Selon le directeur régional de l’Éducation, de l’Alphabétisation et de l’Enseignement technique de Bondoukou, Ba Ousmane, le sinistre s’est déclaré aux environs de minuit.
« Le feu s’est rapidement propagé et a complètement consumé le bâtiment principal. La salle servant de bureau des archives a été volontairement détruite pour éviter que l’incendie ne se propage aux structures voisines. Malheureusement, la première salle du bâtiment adjacent a également subi des dégâts à cause de la proximité du feu », a-t-il expliqué.
Le directeur régional a précisé que l’état vétuste des installations électriques a aggravé la situation. « L’école est ancienne et tout est usé. Les fils électriques pendent partout et il n’y a pas de prise de terre dans les bâtiments. Chaque année, lors des pluies, le disjoncteur prend feu. La Compagnie ivoirienne d’électricité (CIE) nous a confirmé que c’est dû à l’absence de protection électrique », a-t-il ajouté.
Les conséquences sur l’enseignement sont lourdes. « Nous avons cinq classes de 5ᵉ, regroupant 80 élèves, sans salle pour suivre les cours », a déploré M. Ba.
Face à cette urgence, il a mis en place des mesures temporaires pour permettre une reprise rapide des cours. Deux classes seront installées dans un bâtiment ancien abandonné, tandis que les deux autres fonctionneront en double vacation avec le reste de l’école, en attendant la réhabilitation complète du bâtiment sinistré.
À cet effet, M. Ba a annoncé que le député-maire de Bondoukou, Youboua Kouabena Séverin, s’est engagé à financer la réhabilitation du bâtiment.
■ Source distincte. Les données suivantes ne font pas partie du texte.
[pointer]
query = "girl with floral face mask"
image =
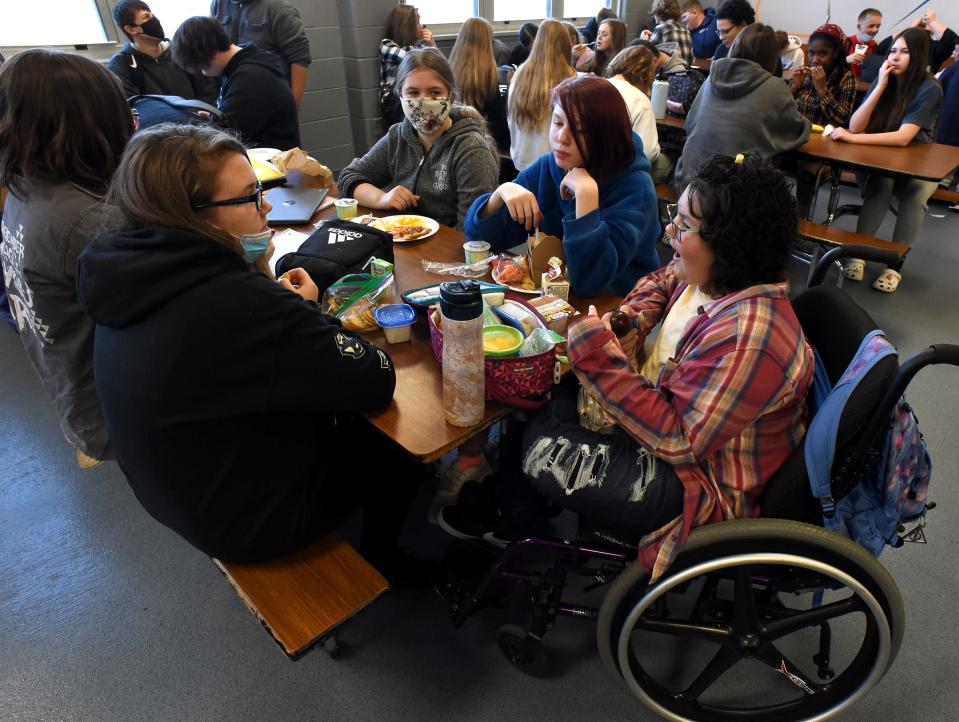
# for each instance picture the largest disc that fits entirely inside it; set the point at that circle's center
(434, 162)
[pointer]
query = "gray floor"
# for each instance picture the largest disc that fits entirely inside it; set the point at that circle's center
(104, 614)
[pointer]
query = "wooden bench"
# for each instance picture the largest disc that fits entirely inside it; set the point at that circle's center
(301, 599)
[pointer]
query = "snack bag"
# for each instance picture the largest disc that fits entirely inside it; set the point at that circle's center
(353, 298)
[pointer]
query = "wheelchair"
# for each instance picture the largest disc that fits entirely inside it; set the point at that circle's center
(743, 624)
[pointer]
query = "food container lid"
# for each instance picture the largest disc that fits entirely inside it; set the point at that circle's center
(394, 314)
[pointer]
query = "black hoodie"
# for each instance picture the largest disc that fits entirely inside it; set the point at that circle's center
(220, 390)
(256, 96)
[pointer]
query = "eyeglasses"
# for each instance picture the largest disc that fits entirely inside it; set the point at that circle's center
(672, 210)
(255, 197)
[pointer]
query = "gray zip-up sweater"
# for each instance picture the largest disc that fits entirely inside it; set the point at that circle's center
(458, 168)
(740, 109)
(42, 235)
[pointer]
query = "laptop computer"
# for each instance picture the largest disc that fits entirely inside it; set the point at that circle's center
(294, 206)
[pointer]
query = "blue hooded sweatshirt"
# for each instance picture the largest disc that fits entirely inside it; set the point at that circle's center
(608, 249)
(705, 40)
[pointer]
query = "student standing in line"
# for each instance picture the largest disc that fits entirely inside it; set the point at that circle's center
(253, 92)
(64, 121)
(145, 65)
(669, 29)
(529, 105)
(274, 26)
(742, 107)
(404, 32)
(901, 107)
(702, 28)
(474, 69)
(867, 28)
(732, 18)
(437, 160)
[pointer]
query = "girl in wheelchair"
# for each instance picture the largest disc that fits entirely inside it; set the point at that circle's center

Informé du sinistre, ce dernier a dépêché une équipe technique municipale sur les lieux et a pris l’engagement ferme de procéder aux travaux dès le mercredi 4 février, face à l’urgence.

L’équipement des salles reste un défi majeur. « Il faudra environ 30 tables-bancs par salle. Pour quatre salles, il faudra entre 200 et 300 tables-bancs, ainsi qu’autant de tableaux, pour accueillir les élèves dans de bonnes conditions », a indiqué le directeur régional, soulignant l’urgence d’une réhabilitation globale des infrastructures scolaires dans le Gontougo afin de prévenir de nouveaux incidents et garantir un cadre d’enseignement sécurisé.
M. Ba a conclu en appelant à une action de l’État sur l’ensemble des infrastructures scolaires de la région. « La plupart des bâtiments scolaires du Gontougo sont vétustes. Il faut de gros moyens. Il est urgent de les classer du plus dégradé au moins dégradé et de procéder à une réhabilitation complète pour éviter de nouveaux incendies et garantir la sécurité des élèves », a-t-il insisté après une visite des lieux le mardi 3 février 2026.
Accompagné d’une délégation, M. Ba s’est rendu sur les lieux pour exprimer la compassion et la solidarité de la DRENAET et de l’ensemble de la communauté éducative aux responsables de l’établissement, au COGES, ainsi qu’à la communauté villageoise d’Assueffry.